If you don’t believe us, just consider this: Not only is trust in the heavenly executive emblazoned on our currency, and new office-holders sworn in on the holy book of his or her choice, but a recent inquiry by the Secular Coalition for America (a lobbying group that “represents the interests of atheists, humanists, freethinkers, and other nontheists”) found exactly one member of Congress willing to go on the record as a nonbeliever. (Representative Pete Stark of California, come on down! You’re the next—and only—contestant on “Who Wants to be a Godless Heathen?”)

Now, we have our own problem with mixing politics and religion, but it’s certainly not due to any deep-seated moral or spiritual convictions. On the contrary, it’s our firmly held belief that the American political system is an irredeemably wicked swamp of iniquity, and that any God-fearing person with a lick of sense in his head would avoid it like Lot high-tailing it out of Gomorrah.

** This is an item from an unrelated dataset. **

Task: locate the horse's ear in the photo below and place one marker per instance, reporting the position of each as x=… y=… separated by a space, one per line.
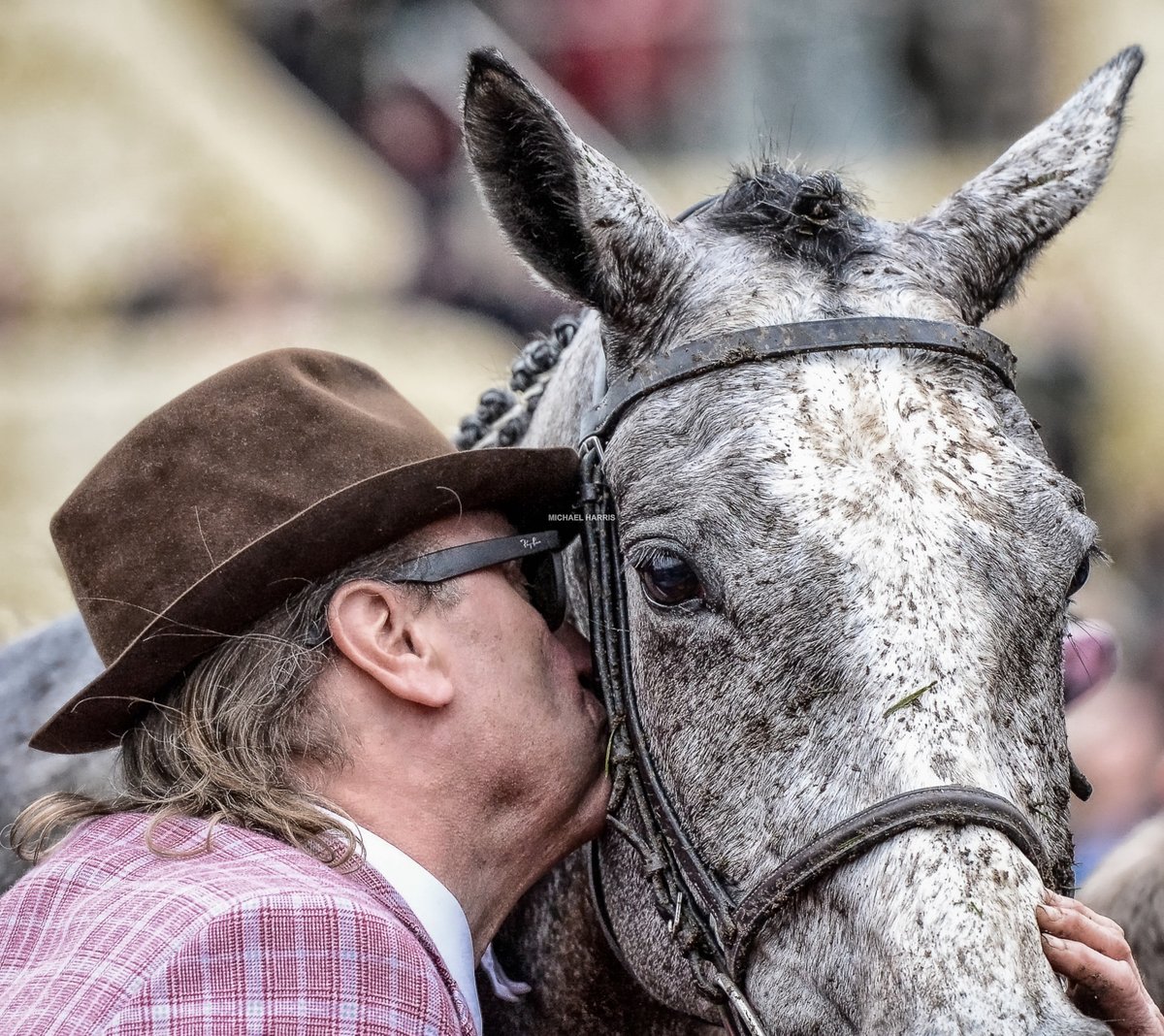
x=976 y=244
x=574 y=216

But, as usual, nobody listens to us, and so candidates continue to sully their religious beliefs by mixing them with the black tar of electoral politics, thereby inviting God’s wrath one stump speech at a time.

Of course, having said all of that, we’ll be the first to admit that—if you simply must mix your faith and your politicking—there’s a right way and a wrong way to go about it.

The right way, as far as we’re concerned, is best exemplified by current congressional aspirant Tom Perriello, whose fresh-faced challenge to Charlottesville’s offensively entertaining U.S. Representative Virgil Goode has (thank the Lord!) spared us yet another election season full of Goode/Weed jokes.

Perriello, who is by all accounts a devout and dedicated fellow, has hit upon an ingenious plan to help folks out and garner votes, while simultaneously highlighting his opponent’s “loathe thy brother” anti-Muslim intolerance. The gimmick goes like this: Perriello asks his dedicated group of volunteers to “tithe” 10 percent of their time to community service projects around the district, thereby evoking all of the decent and charitable aspects of your local church, while also reminding voters of the extensive volunteer work he himself has done in vacation hot spots such as Sierra Leone, Afghanistan and Darfur. This is the sort of plan that we’d normally call Machiavellian in its nefarious, poll-tested brilliance—but Perriello seems so darned earnest, we’re willing to put our cynicism aside and applaud him for designing such a smart, community-building campaign tactic. (But don’t push us, Poindexter—we can only hold our snark for so long.)

On the flip side of this politico-religious coin, however, is Virginia’s biggest home-school advocate Michael Farris, chancellor of Purcellville’s Patrick Henry College and 1993’s losingest candidate for lieutenant governor. According to a recent column by uber-Republican insider Robert Novak, Farris—who backed Mike Huckabee for president—has been spreading the word in evangelical circles that, since the Huckster has been thwarted in his divine quest for the Oval Office, God obviously wants to punish America with “an Obama plague-like presidency.”

That’s just great. You’ve got to love it when a purported man of faith speaks vaingloriously for the almighty, disparages his own party’s nominee, and calls the leading Democratic presidential candidate the anti-Christ behind closed doors. Well, you’d better watch out, chancellor: with that kind of talk, you might actually make the cesspool of politics look good by comparison. And Lord knows, we wouldn’t want that!